Cisco security woes continue
Cisco Systems had to reset the passwords of all its registered users after its Web site search engine was compromised, leaving the passwords exposed. But the San Jose, Calif.-based networking giant said it has nothing to do with the IOS exploit uncovered amid a media firestorm at last week's Black Hat conference.
Users logging on to the Web site were greeted with this message:
* Cisco has determined that Cisco.com password protection has been compromised.
* As a precautionary measure, Cisco has reset your password. To receive your new password, send a blank e-mail, from the account which you entered upon registration, to firstname.lastname@example.org. Account details with a new random password will be e-mailed to you.
* If you do not receive your new password within five minutes, please contact the Technical Support Center.
* This incident does not appear to be due to a weakness in Cisco products or technologies.
The last line led SANS Internet Storm Center handler Tom Liston to say half-jokingly, "It reinforces that old security maxim: All the technology in the world won't save you from doing something dumb."
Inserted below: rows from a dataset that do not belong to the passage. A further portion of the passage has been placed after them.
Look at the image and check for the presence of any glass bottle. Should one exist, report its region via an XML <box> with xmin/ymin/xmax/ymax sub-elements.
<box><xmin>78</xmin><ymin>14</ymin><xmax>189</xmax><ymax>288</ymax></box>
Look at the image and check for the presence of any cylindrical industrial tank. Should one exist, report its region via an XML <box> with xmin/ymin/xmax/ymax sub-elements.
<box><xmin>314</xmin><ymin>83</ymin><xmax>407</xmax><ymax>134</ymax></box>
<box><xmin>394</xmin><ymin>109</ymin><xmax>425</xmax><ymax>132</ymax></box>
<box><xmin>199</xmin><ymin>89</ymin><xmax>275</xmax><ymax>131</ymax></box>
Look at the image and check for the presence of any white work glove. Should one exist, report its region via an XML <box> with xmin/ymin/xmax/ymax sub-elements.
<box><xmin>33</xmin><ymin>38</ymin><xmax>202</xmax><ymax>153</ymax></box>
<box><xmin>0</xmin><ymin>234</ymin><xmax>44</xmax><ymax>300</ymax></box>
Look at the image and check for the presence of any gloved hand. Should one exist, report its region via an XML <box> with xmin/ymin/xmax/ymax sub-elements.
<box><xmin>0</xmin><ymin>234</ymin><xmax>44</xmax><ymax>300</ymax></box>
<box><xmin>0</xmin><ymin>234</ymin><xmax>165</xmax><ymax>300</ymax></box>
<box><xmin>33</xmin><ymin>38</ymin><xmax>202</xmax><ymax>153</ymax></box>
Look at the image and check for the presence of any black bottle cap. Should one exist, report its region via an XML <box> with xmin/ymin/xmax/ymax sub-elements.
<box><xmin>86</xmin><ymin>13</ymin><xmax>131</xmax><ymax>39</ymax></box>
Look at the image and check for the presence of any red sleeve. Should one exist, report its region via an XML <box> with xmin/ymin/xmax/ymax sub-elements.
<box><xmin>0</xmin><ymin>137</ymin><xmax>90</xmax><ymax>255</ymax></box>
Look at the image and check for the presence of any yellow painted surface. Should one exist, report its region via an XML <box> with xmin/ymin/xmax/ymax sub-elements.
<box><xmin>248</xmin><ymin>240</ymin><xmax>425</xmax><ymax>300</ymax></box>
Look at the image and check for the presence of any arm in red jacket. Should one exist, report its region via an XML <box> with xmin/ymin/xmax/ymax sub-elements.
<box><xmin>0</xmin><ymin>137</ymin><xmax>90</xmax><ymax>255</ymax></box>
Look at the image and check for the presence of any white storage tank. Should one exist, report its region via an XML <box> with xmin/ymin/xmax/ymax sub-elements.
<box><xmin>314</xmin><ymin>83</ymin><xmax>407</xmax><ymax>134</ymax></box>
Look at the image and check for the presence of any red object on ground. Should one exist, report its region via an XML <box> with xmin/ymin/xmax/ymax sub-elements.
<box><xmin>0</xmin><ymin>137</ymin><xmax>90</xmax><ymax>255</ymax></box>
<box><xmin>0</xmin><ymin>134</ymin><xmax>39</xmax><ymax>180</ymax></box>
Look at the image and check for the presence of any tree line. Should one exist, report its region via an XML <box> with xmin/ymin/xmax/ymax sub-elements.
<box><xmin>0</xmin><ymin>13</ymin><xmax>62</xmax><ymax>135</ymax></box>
High-risk flaw patched in CA's BrightStor ARCserve Backup system
Computer Associates has patched what it calls a high-risk security hole in the BrightStor ARCserve Backup system, which delivers backup and restore protection for all Windows server systems as well as Windows, Linux, Mac OS X and Unix client environments.
According to Reston, Va.-based iDefense [now part of VeriSign], the problem is that "remote exploitation of a buffer overflow in the backup agent for Microsoft SQL Server within Computer Associates' BrightStor ARCserve Backup Agent for SQL allows an attacker to execute arbitrary code with system privileges. This allows for complete system compromise including the installation or removal of software and access to any file on the system."
iDefense confirmed the flaw in BrightStor ARCserve Backup Agent for Microsoft SQL Server version 11.0. "It is suspected that all versions are vulnerable," the firm said.
As workarounds, iDefense recommended users restrict remote access at the network boundary unless remote parties require service; filter access to the affected host at the network boundary if global accessibility is not required; and restrict access to only trusted hosts and networks.
eEye reports new Windows flaw
Attackers could exploit a flaw in multiple versions of Microsoft Windows to launch malicious code, according to an advisory from Aliso Viejo, Calif.-based eEye Digital security.
"A vulnerability in default installations of the affected software allows malicious code to be executed," iDefense said. The firm wouldn't divulge additional details, but said it is of high severity and could be exploited remotely.
The issue affects Internet Explorer, Windows 2000 and 2003; Windows XP and Windows XP SP1.
Marc Maiffret, chief hacking officer at eEye, told CNET News.com that since no action on the users' part is required, the flaw could easily be exploited to launch a worm attack. Making matters worse, he said a workaround for the unpatched security hole is unlikely. "You can't turn this [vulnerable] component off," Maiffret said. "It's always on. You can't disable it. You can't uninstall."
A Microsoft representative told CNET News.com that it will issue a comment once it has had a chance to review the eEye advisory.